The rhythmic beep-beep-beep of the countdown echoed against the soundproof walls of Room 402 like a digital heartbeat. The electronic locks had engaged with a heavy, final clack, sealing the heavy oak door. Eva stood her ground, the glass decanter still raised, her chest heaving with indignant fury. She was no longer the mourning widow; she was a woman waking up from a year-long trance, realizing her "protector" was also her "jailer."

​"Open the door, Alexander," she commanded, her voice vibrating with cold, jagged resentment. She ignored the flashing red lights, her eyes locked onto his. "If we are going to die in here, I want to see the face of the man who turned my life into a scripted play."

​Alexander didn't move toward the door. Instead, he lunged for the main console, his fingers flying across the keys with a frenetic, desperate precision. His face was pale, glistening with a cold sweat that made his new scar stand out like a white brand. He was operating in a state of pure, focused adrenaline, his mind a battlefield where his love for Eva fought against his terror of losing her to the fire.

​"I didn't script your life, Eva," he rasped, not looking at her. His voice was thick with suffocating guilt. "I just built the walls thick enough so the world couldn't get to you. I took the hits so you wouldn't have to."
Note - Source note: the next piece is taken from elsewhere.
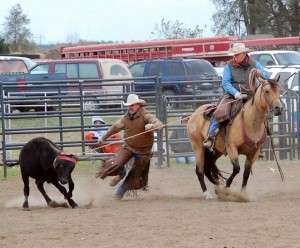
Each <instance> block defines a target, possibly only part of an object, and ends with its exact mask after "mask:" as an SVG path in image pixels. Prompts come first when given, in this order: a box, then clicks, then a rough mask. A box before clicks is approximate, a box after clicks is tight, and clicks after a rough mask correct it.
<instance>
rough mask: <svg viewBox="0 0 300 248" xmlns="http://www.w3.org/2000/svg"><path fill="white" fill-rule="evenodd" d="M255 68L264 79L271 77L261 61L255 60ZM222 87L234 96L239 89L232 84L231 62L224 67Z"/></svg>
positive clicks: (228, 92)
mask: <svg viewBox="0 0 300 248" xmlns="http://www.w3.org/2000/svg"><path fill="white" fill-rule="evenodd" d="M255 68H257V69H258V70H259V71H260V72H261V74H262V76H263V78H264V79H269V73H268V72H267V71H266V70H265V69H264V67H263V66H262V65H261V64H260V63H258V62H256V61H255ZM222 87H223V89H224V91H225V92H226V93H228V94H230V95H232V96H234V95H235V94H236V93H237V92H238V90H237V89H236V88H234V87H233V85H232V71H231V66H229V64H227V65H226V66H225V67H224V71H223V79H222Z"/></svg>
​"You didn't give me a choice!" she screamed over the rising pitch of the alarm. The betrayal was a physical weight in her stomach, making her feel nauseous. "You watched me mourn you! You watched me beg for a sign, and you sat behind these screens like a god playing with a toy!"

​Alexander stopped for a fraction of a second, his shoulders sagging under the weight of her words. He looked at her then, his eyes reflecting a hollow, agonizing despair. "I watched you because I couldn't stop breathing you, Eva. It was the only way I could stay alive in the dark."

​30 seconds.

​The smell of burning plastic began to seep through the vents. The unknown antagonist hadn't just locked them in; they had ignited a thermite charge in the ventilation system. The room was becoming an oven.

​Alexander ripped a panel from the wall, exposing a tangle of glowing fiber-optic cables. He pulled a serrated blade from his belt and sliced into his own palm, using the blood to short-circuit a specific biometric sensor—a fail-safe he had installed that required his unique DNA to override a remote hack.

​He let out a grunt of raw, visceral pain as the electricity surged through him, but he didn't let go. His jaw was set in a mask of suicidal determination. He would burn to ash before he let a single flame touch her.

​10 seconds.

​The locks hissed. The door clicked open.

​Alexander didn't wait. He grabbed Eva—ignoring her attempt to push him away—and threw his body over hers, shielding her as they dove out into the hallway just as a roar of heat erupted from the room. The explosion wasn't a fireball, but a silent, intense wave of pressure that shattered the hallway windows.

​They lay on the carpeted floor, the hallway filling with thick, acrid smoke. Eva was gasping, her face pressed against the floor, feeling the crushing weight of his body protecting her.

​Alexander pulled back slightly, his face blackened by soot, his hand bleeding heavily. He looked at her with a possessive, fearful tenderness, his hand reaching out to brush a stray hair from her forehead.

​"You're safe," he whispered, his voice trembling with a shattered relief.

​Eva pushed his hand away and stood up, her eyes hard and dry. She looked down at him—not with love, but with a sovereign, chilling independence.

​"I'm safe from them, Alexander," she said, her voice echoing in the burning hallway. "But who is going to save me from you?"

​Down the hall, the elevator dings. A figure steps out. It isn't a hitman. It is a woman Eva recognizes—Alexander's "dead" sister, the one who supposedly died ten years ago. She is holding the phone with the voice modulator.

​The shock hit Eva like a physical blow. The conspiracy wasn't just corporate; it was a blood-deep family war.